Par-devant le Tribunal fédéral, X.________ (ci-après: la recourante) a déposé
un recours en matière civile dans lequel elle conclut au paiement de 113'750
fr. plus intérêts. Elle a formé une demande d'assistance judiciaire qui a été
rejetée par ordonnance du 30 mai 2012. A la suite de ce rejet, elle s'est
acquittée en temps utile de l'avance de frais requise.

L'intimée n'a pas été invitée à déposer une réponse.

Considérant en droit:

1.
Le recours satisfait sur le principe aux conditions de recevabilité du recours
en matière civile (cf. art. 72 al. 1, art. 75, art. 76 al. 1, art. 90 et art.
100 al. 1 LTF). En particulier, la valeur litigieuse excède manifestement le
minimum légal de 30'000 fr. (art. 51 al. 1 let. a et art. 74 al. 1 let. b LTF).

2.
2.1 Le recours peut être formé pour violation du droit fédéral (art. 95 let. a
LTF), lequel est appliqué d'office, sous réserve des droits constitutionnels
(cf. art. 106 LTF). N'étant pas lié par l'argumentation des parties, le
Tribunal fédéral s'en tient cependant, d'ordinaire, aux questions de droit que
la partie recourante soulève conformément aux exigences légales relatives à la
motivation du recours (art. 42 al. 2 LTF; ATF 135 III 397 consid. 1.4).

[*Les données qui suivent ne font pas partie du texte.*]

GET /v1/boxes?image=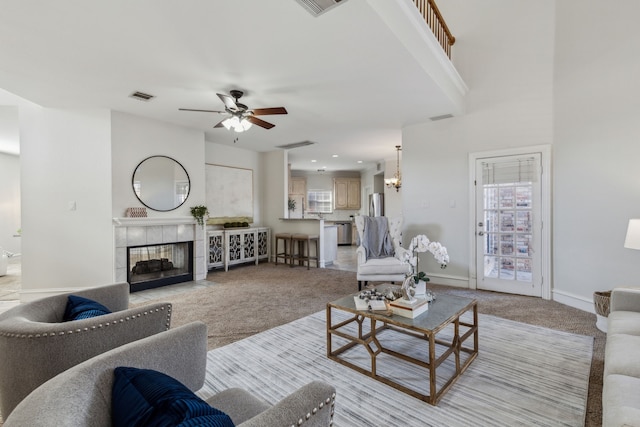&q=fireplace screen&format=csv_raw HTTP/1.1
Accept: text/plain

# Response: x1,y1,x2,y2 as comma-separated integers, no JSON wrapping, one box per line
127,242,193,292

2.2 Le Tribunal fédéral conduit son raisonnement juridique sur la base des
faits retenus par l'autorité précédente (art. 105 al. 1 LTF). Il ne peut s'en
écarter que si ces faits ont été établis de façon manifestement inexacte -
c'est-à-dire arbitraire (ATF 137 I 58 consid. 4.1.2) - ou en violation du droit
au sens de l'art. 95 LTF (art. 105 al. 2 LTF).

Cette faculté d'intervenir d'office doit notamment permettre au Tribunal
fédéral de parer à une erreur manifeste, ou de compléter un état de fait trop
succinct par un élément qui ressort à l'évidence du dossier et permet de
répondre à un argument du recourant (BERNARD CORBOZ, in Commentaire de la LTF,
2009, n° 62 ad art. 105 LTF). Le Tribunal fédéral n'a toutefois pas à examiner
d'office pour chaque point de fait s'il y a matière à le rectifier. Il
appartient bien plutôt au recourant qui entend s'écarter des constatations de
l'arrêt attaqué d'expliquer de manière circonstanciée en quoi les conditions de
l'art. 105 al. 2 LTF sont réalisées (cf. art. 97 al. 1 LTF); à défaut, il ne
peut être tenu compte d'un état de fait qui diverge de celui contenu dans la
décision attaquée (ATF 133 IV 286 consid. 6.2; cf. aussi ATF 133 II 249 consid.
1.4.3).

3.
3.1 La recourante reproche à la Cour d'appel d'avoir calculé son indemnité de
sortie en se fondant arbitrairement sur une rémunération de 10'000 fr. par mois
et par associée, nonobstant leur volonté claire de prélever uniquement le
bénéfice au-delà d'une rémunération raisonnable comprise entre 7'000 et 8'000
fr.

3.2 Le travail déployé par l'associé pour le compte de la société en nom
collectif ne donne droit à des honoraires que s'il en a été convenu ainsi. A
défaut d'un tel accord, le travail est considéré comme un apport en industrie
rémunéré par une participation au bénéfice (LUKAS HANDSCHIN/HAN-LIN CHOU,
Commentaire zurichois, 4e éd. 2009, n°s 63 et 66 ad art. 558-560 CO;
PIERRE-ALAIN RECORDON, in Commentaire romand, 2008, n° 12 ad art. 558-560 CO).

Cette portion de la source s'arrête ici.